To investigate how the period of a simple pendulum varies with its length.
The longer the length of a simple pendulum, the longer the period of oscillation.
Manipulated: The length of the pendulum, l
Responding: The period of the pendulum, T
Constant: The mass of the pendulum bob, gravitational acceleration
Pendulum bob, length of thread about 100 cm long, retort stand, stopwatch
- The thread is tied to the pendulum bob. The other end of the thread is tied around the arm of the retort stand so that it can swing freely. The length of the pendulum, l is measured to 80 cm as per the diagram.
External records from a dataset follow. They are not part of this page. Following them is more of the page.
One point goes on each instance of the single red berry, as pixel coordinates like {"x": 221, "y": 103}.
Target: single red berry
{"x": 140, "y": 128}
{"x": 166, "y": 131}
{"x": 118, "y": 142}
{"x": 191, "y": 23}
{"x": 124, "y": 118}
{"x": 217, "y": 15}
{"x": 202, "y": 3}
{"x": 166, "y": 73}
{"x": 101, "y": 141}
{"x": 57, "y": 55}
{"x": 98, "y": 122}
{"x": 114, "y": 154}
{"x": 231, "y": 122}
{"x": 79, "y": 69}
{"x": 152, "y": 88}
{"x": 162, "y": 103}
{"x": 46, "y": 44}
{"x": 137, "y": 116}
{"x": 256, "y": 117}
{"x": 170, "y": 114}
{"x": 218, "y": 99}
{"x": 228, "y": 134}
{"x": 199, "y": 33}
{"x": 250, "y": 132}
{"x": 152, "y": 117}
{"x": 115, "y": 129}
- With the thread taut and the bob at rest, the bob is lifted at a small amplitude (of not more than 10°). Ensure that the pendulum swings in a single plane.
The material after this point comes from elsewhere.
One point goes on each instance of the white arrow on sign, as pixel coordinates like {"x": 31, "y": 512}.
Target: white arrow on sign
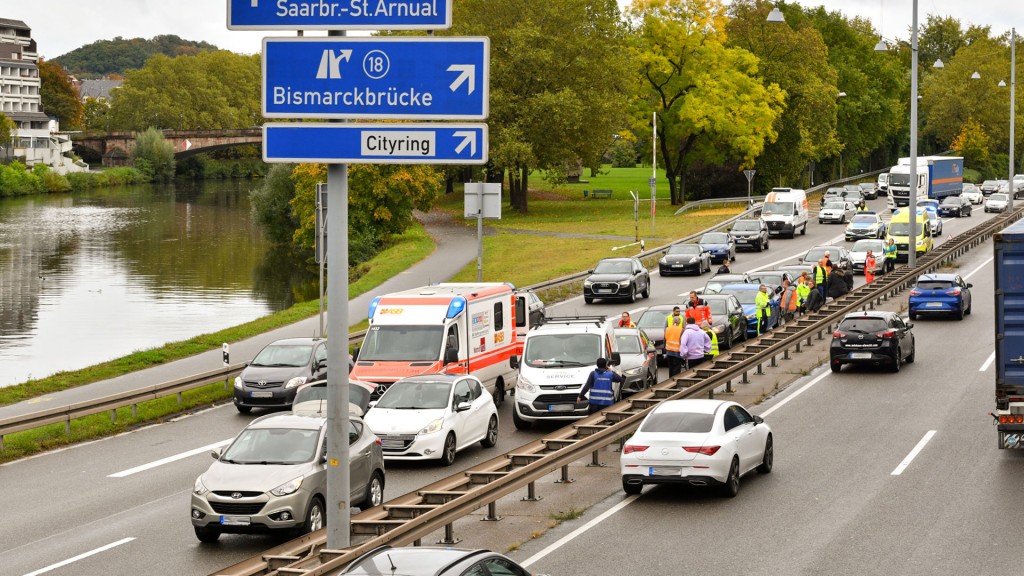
{"x": 467, "y": 138}
{"x": 467, "y": 72}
- The time for ten complete oscillations of the pendulum is measured using the stopwatch.
- Step 3 is repeated, and the average of both readings are calculated.
- The period of oscillation, T is calculated using the average reading divided by the number of oscillations, i.e. 10.
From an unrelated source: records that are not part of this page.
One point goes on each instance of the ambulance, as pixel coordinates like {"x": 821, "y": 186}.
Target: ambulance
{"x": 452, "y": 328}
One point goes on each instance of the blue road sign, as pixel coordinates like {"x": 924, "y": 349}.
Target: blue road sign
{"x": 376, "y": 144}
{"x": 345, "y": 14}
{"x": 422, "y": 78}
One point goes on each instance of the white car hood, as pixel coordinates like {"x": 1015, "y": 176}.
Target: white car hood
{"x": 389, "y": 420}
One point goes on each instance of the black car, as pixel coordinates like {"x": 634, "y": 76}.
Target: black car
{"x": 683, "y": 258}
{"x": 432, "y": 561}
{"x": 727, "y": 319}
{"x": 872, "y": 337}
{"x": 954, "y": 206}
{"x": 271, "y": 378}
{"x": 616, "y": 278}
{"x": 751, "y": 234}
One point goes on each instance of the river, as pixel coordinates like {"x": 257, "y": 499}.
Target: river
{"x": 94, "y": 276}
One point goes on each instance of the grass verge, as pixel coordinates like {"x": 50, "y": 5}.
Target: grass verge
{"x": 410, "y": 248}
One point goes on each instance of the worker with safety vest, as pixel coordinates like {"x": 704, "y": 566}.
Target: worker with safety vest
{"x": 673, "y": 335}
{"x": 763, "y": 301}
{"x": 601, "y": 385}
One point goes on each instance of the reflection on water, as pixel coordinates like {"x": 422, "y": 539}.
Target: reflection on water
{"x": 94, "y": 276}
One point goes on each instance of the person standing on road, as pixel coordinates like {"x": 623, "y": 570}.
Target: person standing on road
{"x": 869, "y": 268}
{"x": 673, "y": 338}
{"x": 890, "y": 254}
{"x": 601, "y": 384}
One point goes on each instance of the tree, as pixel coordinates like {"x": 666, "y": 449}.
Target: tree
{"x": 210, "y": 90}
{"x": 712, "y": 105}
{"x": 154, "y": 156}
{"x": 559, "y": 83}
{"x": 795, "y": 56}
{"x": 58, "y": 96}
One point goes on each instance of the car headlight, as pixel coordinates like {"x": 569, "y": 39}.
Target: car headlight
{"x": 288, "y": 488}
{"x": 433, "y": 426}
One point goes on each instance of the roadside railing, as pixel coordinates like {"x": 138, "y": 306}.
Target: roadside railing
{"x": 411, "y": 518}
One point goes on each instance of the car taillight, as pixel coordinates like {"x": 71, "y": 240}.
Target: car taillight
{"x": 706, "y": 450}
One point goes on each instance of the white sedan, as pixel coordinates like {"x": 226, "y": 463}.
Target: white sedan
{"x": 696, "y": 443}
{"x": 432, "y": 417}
- T2 is calculated by squaring the value of T.
- Steps 1 to 6 are repeated using l = 70 cm, 60 cm, 50 cm, and 40 cm.
- A graph T2 versus l is plotted.
The graph of T2 versus l shows a straight line passing through the origin. This means that the period of oscillation increases with the length of the pendulum, with T2 directly proportional to l.
The longer the length of the pendulum, the longer the period of oscillation. The hypothesis is proven valid.
The experiment was carried out in an enclosed room to avoid the influence of wind.